Petrillo Angelica, Smyth Elizabeth C, van Laarhoven Hanneke W M
Medical Oncology Unit, Ospedale del Mare, Via E. Russo, Naples 80147, Italy.
Cambridge University Hospitals NHS Foundation Trust, Cambridge, Cambridgeshire, UK.
Ther Adv Med Oncol. 2023 May 13;15:17588359231173177. doi: 10.1177/17588359231173177. eCollection 2023.

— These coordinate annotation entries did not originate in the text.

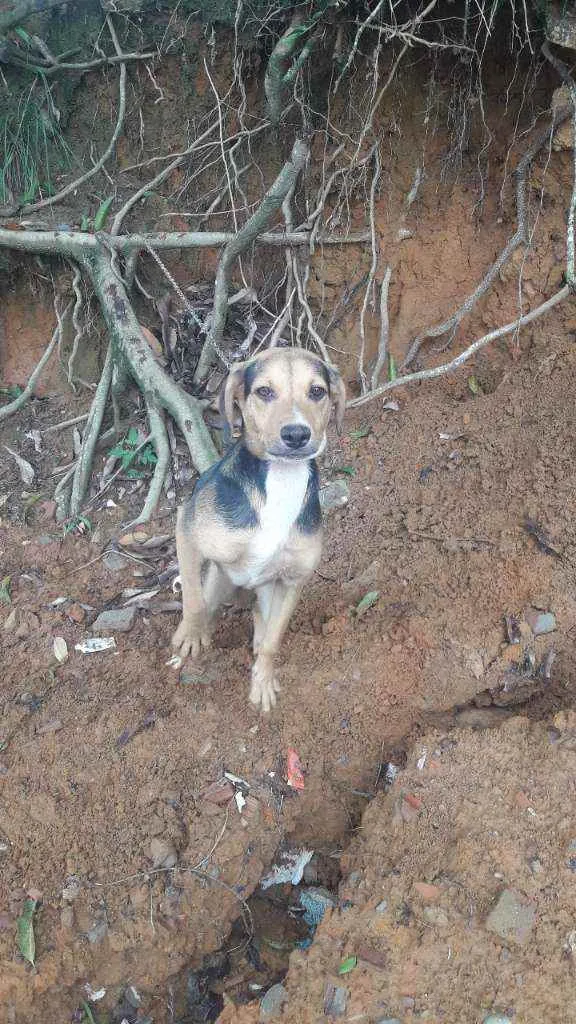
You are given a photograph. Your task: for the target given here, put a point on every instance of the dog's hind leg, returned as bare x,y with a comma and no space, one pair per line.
216,589
280,601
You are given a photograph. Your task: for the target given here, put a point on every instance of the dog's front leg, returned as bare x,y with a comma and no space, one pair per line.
194,631
277,602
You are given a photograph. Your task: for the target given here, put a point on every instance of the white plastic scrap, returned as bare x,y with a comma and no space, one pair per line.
95,644
93,994
290,869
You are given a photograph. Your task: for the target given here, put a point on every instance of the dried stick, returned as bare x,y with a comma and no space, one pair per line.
448,368
162,446
241,241
373,266
90,436
384,329
519,238
50,200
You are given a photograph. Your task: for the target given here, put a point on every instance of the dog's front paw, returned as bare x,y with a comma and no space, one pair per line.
191,637
264,686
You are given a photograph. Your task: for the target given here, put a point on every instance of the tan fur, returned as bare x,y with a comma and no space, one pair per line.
203,536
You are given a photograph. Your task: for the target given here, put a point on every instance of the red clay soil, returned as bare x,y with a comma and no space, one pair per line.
109,752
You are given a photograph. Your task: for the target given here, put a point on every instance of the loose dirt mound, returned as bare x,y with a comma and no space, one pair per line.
458,900
107,753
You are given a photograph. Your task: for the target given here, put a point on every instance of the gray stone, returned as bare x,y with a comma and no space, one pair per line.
334,496
272,1003
114,561
115,621
512,918
540,622
335,1000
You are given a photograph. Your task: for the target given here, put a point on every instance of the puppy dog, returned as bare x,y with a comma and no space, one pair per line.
253,519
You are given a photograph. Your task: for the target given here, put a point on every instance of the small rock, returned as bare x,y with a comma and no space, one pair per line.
115,621
512,918
540,622
272,1003
76,612
335,1000
114,561
163,853
334,496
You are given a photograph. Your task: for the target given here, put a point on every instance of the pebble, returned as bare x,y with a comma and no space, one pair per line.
272,1003
115,621
512,918
334,496
540,622
335,1000
114,561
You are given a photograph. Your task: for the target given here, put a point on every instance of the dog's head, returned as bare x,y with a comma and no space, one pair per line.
285,397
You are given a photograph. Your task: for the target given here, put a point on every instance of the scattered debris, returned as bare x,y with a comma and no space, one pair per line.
95,644
294,770
59,648
335,1000
347,965
334,496
27,943
541,538
26,470
540,622
512,918
128,734
289,869
367,601
115,621
272,1003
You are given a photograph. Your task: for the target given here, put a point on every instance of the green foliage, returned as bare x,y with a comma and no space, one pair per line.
32,146
134,463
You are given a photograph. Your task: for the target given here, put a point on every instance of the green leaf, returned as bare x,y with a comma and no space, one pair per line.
27,944
101,213
347,965
361,432
5,591
367,601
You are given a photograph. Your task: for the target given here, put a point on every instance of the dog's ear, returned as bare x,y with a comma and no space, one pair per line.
338,394
233,391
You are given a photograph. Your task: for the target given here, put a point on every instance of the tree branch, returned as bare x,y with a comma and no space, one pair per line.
246,236
448,368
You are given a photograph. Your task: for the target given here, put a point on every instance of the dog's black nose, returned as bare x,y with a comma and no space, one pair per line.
295,435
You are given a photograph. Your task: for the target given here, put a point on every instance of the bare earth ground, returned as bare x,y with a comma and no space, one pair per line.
106,760
438,526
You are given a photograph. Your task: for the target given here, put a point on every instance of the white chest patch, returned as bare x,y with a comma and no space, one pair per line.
286,487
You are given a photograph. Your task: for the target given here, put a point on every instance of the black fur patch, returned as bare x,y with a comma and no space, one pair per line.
310,518
239,471
250,374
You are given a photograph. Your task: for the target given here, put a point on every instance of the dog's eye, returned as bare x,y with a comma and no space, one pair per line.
265,393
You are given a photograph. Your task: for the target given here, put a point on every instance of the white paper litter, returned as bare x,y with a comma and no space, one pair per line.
290,868
95,644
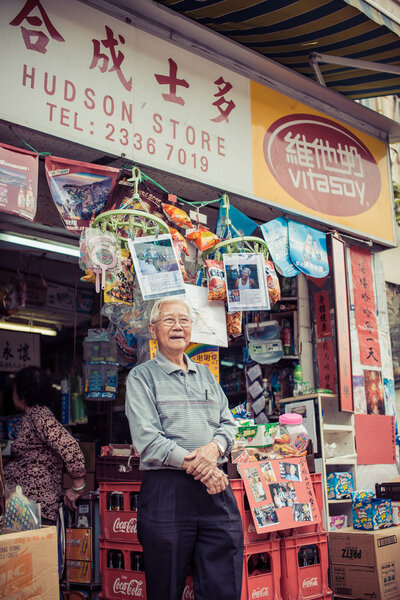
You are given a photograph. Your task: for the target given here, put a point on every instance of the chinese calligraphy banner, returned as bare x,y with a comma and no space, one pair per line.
364,306
18,350
18,181
98,81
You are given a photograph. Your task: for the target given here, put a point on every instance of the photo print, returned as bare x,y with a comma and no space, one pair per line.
289,471
268,472
301,512
266,515
282,495
256,486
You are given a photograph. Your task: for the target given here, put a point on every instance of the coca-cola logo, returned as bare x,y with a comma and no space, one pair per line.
131,587
313,581
188,593
322,165
120,526
260,592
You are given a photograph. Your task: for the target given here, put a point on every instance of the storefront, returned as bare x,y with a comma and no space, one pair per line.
242,146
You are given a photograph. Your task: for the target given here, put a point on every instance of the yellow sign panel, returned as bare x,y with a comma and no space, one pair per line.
317,166
198,353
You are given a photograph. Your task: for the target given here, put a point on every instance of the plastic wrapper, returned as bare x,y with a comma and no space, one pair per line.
234,324
274,289
216,280
177,216
203,238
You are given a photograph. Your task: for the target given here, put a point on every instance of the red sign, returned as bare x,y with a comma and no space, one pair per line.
322,165
18,181
342,326
322,314
326,365
364,306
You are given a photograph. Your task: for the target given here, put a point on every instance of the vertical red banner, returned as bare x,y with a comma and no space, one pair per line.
365,307
342,325
326,365
322,314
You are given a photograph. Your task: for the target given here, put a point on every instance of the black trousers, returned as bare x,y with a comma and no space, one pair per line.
180,524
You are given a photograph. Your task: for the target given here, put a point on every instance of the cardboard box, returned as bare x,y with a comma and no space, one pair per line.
365,564
79,544
29,565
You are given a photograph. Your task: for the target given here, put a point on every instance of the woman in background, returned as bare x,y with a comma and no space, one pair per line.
42,448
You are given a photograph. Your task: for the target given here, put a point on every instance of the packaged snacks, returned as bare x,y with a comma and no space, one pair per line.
216,280
203,238
177,216
178,237
274,289
234,323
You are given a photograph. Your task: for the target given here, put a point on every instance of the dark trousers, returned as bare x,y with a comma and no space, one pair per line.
180,524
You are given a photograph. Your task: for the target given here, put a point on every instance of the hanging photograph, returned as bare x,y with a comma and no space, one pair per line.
246,282
156,266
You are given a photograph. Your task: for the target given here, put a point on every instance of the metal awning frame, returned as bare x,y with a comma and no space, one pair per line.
178,29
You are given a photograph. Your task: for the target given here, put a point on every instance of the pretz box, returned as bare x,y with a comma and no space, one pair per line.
29,565
365,564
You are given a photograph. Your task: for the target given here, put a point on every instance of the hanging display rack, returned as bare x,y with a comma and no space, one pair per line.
127,222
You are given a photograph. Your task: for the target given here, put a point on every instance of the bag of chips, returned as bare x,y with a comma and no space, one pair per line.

Gastroesophageal adenocarcinoma (GEA) is a heterogeneous disease with a poor prognosis. Chemotherapy has been the cornerstone in treating metastatic diseases. Recently, the introduction of immunotherapy demonstrated improved survival outcomes in localized and metastatic diseases. Beyond immunotherapy, several attempts were made to improve patient survival by understanding the molecular mechanisms of GEA and several molecular classifications were published. In this narrative review, we will discuss emerging targets in GEA, including fibroblast growth factor receptor and Claudin 18.2, as well as the accompanying drugs. In addition, novel agents directed against well-known targets, such as HER2 and angiogenesis, will be discussed, as well as cellular therapies like CAR-T and SPEAR-T cells.
胃食管腺癌(GEA)是一种异质性疾病,预后较差。化疗一直是治疗转移性疾病的基石。最近,免疫疗法的引入显示出在局限性和转移性疾病中可改善生存结果。除免疫疗法外,人们还通过了解GEA的分子机制进行了多次尝试以提高患者生存率,并发表了几种分子分类。在这篇叙述性综述中,我们将讨论GEA中新兴的靶点,包括成纤维细胞生长因子受体和Claudin 18.2,以及相应的药物。此外,还将讨论针对HER2和血管生成等知名靶点的新型药物,以及CAR-T和SPEAR-T细胞等细胞疗法。